Knowledge can operate in two modes, each with different performance characteristics: Classic Mode:
  • Knowledge performs query rewrite, search, and answer generation
  • Returns a complete answer to the agent
  • Latency: Higher (includes query rewrite + search + answer generation)
  • Use case: When you want consistent, pre-formatted answers
Dynamic Mode (Recommended):
  • Knowledge returns raw search results to the agent
  • Agent processes the results and formulates its own response
  • Latency: Lower for knowledge retrieval
  • Use case: When agent needs flexibility to interpret and combine results
Performance Comparison:
AspectClassic ModeDynamic Mode
Knowledge executionSlower (query rewrite + search + answer generation)Faster (search only)
Agent processingMinimal (receives answer)More (interprets results)
Total latencyHigherVariable (depends on agent processing)
FlexibilityLower (fixed answer format)Higher (agent can combine/interpret)
Best forSimple Q&A, consistent answersComplex reasoning, multi-source synthesis
Recommendation: Use Dynamic mode for better performance and flexibility unless you specifically need pre-formatted answers.

Performance by Knowledge Sources

You can use the built-in file uploads or connect to external knowledge sources like Milvus, Elasticsearch, Astra DB, or a custom service as your knowledge source. Note: Using external knowledge sources require creating your own vector index and ingesting your data into it.
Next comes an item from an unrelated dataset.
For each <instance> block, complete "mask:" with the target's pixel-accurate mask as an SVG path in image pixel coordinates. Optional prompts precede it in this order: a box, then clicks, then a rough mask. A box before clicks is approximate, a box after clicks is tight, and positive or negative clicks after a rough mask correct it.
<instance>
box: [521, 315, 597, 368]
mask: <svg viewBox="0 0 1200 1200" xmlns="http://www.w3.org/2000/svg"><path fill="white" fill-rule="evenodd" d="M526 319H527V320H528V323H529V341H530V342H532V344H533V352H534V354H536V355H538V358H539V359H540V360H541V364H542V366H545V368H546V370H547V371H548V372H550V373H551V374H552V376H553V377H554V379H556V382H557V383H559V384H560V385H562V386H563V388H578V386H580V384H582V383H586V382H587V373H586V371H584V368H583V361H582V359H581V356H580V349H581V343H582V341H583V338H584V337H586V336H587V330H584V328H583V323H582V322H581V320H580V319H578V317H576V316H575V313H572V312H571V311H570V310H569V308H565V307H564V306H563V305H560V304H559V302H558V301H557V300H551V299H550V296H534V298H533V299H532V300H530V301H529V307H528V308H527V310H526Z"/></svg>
Performance Characteristics by Type

Repository TypePerformanceNetwork DependencyBest For
File UploadsVery fastManaged by wxOStatic content, quick setup, small to medium datasets
MilvusFastYesLarge-scale vector search, high-volume queries
ElasticsearchFastYesFull-text/hybrid search, structured data, complex filtering
Astra DBFastYesCloud-native deployments, managed service
Custom ServiceVariesYesSpecialized integrations, custom search logic

Repository Selection Guide

File Uploads:
  • Best for: Static content, documentation, policies, FAQs
  • Limits: 20 files per batch, 30MB total, 600 pages per file
  • Formats: .docx, .pdf, .pptx, .xlsx (25MB max), .csv, .html, .txt (5MB max)
  • Performance: Fastest option for small to medium datasets
Milvus:
  • Best for: Large-scale semantic search, high query volumes
  • Strengths: Optimized for vector similarity search, scales well
  • Consideration: Requires setup and maintenance
Elasticsearch:
  • Best for: Full-text search, hybrid search, structured content
  • Strengths: Flexible query capabilities, good for keyword and semantic search
  • Consideration: Supports custom query bodies for advanced filtering
Astra DB:
  • Best for: Cloud deployments, managed service preference
  • Strengths: Consistent performance, reduced operational overhead
  • Consideration: Cloud-native architecture
Custom Service:
  • Best for: Specialized integrations, custom search logic, unique requirements
  • Strengths: Full control over search implementation, can integrate proprietary systems
  • Consideration: Performance varies by implementation, requires custom development and maintenance

Retrieval Speed vs Quality Trade-offs

Understanding the trade-offs between speed and quality is crucial for optimizing knowledge performance. Different configurations impact both retrieval speed and answer accuracy.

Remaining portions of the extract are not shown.